Friday, October 28, 2005

poem Tickle


Touch tingles not much
but enough lingers your eyes
suggest your fingers.

fyi Spammers exploit bird flu fears


Pointer to article:

Kobielus kommentary:
I hope the anti-spam appliance vendors are keeping a master historical archive of spam tagged by time and topic.

That would be an invaluable tool for future historians to compile a profile of the evolving FUDload in the zeitgeist of these times. The “bird flu” is just the latest example of spammers’ ingenious exploitation of the never-ending human tendency to imprint new neurosis on the nervous system.

Actually, I’d like to see a “FUD registry” continually updated in real-time, culled from the current spamload. That would clue me into what cultural scareforces are primarily transient spooks, and then steel/shelter my heart accordingly.

And instruct my brain to filter out these phantoms flooding in through all media and human interactions. Not just from spam. If you can call that “media” or “human interaction.”

Which, shockingly, it resembles too closely to totally ignore. The greater the spamload, the harder it is for the recipient to do a mental Turing test that distinguishes human-generated vs. demon-generated messages. It all starts to blur into disembodied voices and forces, many of which are manipulators, howling at you continually to keep your nerves on edge.

Hmm…Halloween’s on Monday….I didn’t realize this post had a seasonal tie-in. Inadvertent. But there you have it.


Thursday, October 27, 2005

fyi Why Wikipedia isn't like Linux


Pointer to article:

Kobielus kommentary:
Actually, this article hinges on another comparison: Wikipedia vs. Encyclopedia Brittanica. Or Wikipedia vs. all traditional encyclopedias. Not just Wikipedia vs. Linux and other open source projects.

All of those comparisons are bogus, but especially those vis-à-vis traditional encyclopedias. And the “bogosity” (stick that in your Funk and Wagnalls) stems from presumptuous assumptions being made by everybody on this discussion: that an “encyclopedia” is or should be some authoritative source of all knowledge; and that one encyclopedia is all you should ever need for all your information needs.

Hey, folks, when’s the last time you consulted an encyclopedia of any sort when doing research? Or, when’s the last time you made an encyclopedia the first and last place you consulted when doing research? And it’s not an issue of Google and other search engines supplanting traditional reference works. I’m asking you to cast your minds back before the days of the ubiquitous Web, back when people visited physical locations known as “libraries,” and when people actually bought physical items called “books” that they kept in their homes.

Even back then, in the day, an encyclopedia, if you used it, was just the place where you dipped your information-seeking toes in the water of collective human knowledge. It was the place you started to familiarize yourself with some un- or semi-familiar topic, before moving onto other books, journals, magazines, newspapers, microfilm, and other materials where you could go in depth.

And, even if you, sitting in a physical public library, consulted an encyclopedia, you were likely to consult two or more encyclopedias—assuming you were in a library that had the budget and need for alternative encyclopedias. There has always been competition in the encyclopedia market. Many of us growing up bought the reader-friendly World Book series for our homes, but, when we went to high school or college, also consumed Brittanica, F&W, and whatever was available.

Now there’s Wikipedia, which has the great advantage of being free and being continually refreshed from all over the planet. Yeah, it’s got its strengths and weaknesses. But so do traditional encyclopedias. World Book, for example, too surface-oriented glossy. Encyclopedia Brittanica too ploddingly academic—and tiny typeface.

There’s room for all these reference works. If you’re a serious researcher—or even a semi-clued-in one—you’ll cycle through all these sources as need be.

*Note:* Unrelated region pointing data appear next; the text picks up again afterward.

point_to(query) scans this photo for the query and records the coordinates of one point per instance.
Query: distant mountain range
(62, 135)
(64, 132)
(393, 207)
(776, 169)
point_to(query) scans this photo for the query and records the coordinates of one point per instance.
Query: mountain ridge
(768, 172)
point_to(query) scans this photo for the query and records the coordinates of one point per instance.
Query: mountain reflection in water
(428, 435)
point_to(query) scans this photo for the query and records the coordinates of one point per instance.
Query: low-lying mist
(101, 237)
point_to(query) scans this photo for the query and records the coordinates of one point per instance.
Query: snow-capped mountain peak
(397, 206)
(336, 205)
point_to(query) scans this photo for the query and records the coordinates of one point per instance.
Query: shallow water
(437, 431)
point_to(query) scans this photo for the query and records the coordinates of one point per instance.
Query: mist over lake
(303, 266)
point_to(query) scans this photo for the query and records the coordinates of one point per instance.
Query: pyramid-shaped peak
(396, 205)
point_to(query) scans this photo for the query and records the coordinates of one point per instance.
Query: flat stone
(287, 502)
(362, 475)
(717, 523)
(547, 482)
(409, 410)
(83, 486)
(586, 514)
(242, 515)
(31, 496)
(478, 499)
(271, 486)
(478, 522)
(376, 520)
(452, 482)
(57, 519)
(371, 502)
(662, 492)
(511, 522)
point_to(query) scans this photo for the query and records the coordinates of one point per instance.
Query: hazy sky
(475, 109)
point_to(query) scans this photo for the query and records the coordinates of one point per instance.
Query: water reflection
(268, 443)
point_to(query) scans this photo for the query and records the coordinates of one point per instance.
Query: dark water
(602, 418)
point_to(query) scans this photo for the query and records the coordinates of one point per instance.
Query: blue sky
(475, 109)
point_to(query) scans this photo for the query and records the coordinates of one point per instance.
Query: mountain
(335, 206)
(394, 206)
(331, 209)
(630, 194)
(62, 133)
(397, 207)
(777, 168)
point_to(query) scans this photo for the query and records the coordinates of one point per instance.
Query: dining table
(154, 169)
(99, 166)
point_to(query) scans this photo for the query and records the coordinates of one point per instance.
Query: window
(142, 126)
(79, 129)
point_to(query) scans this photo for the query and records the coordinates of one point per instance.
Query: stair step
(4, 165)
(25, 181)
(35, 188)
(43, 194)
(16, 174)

But you’ll be even more likely just to Google it and follow your queries through link after link through cross-references.

Which is how, come to think of it, the best researchers have navigated through the hardcover/hardcopy world of traditional encyclopedias, in which the cross-references between sections have always been just as important as the content of any particular section. The cross-references are the semantic map of the overall knowledge space, as managed by the editors of the encyclopedia.

That’s all there in Wikipedia too, but Web-based from the get-go. Developed from scratch in a reference medium where cross-referencing is part of its fundamental DNA.

So, IMHO, Wikipedia’s OK. But it’s not the authoritative source of all knowledge. Nor is any traditional encyclopedia. Nor is any particular library or other collection of informational materials.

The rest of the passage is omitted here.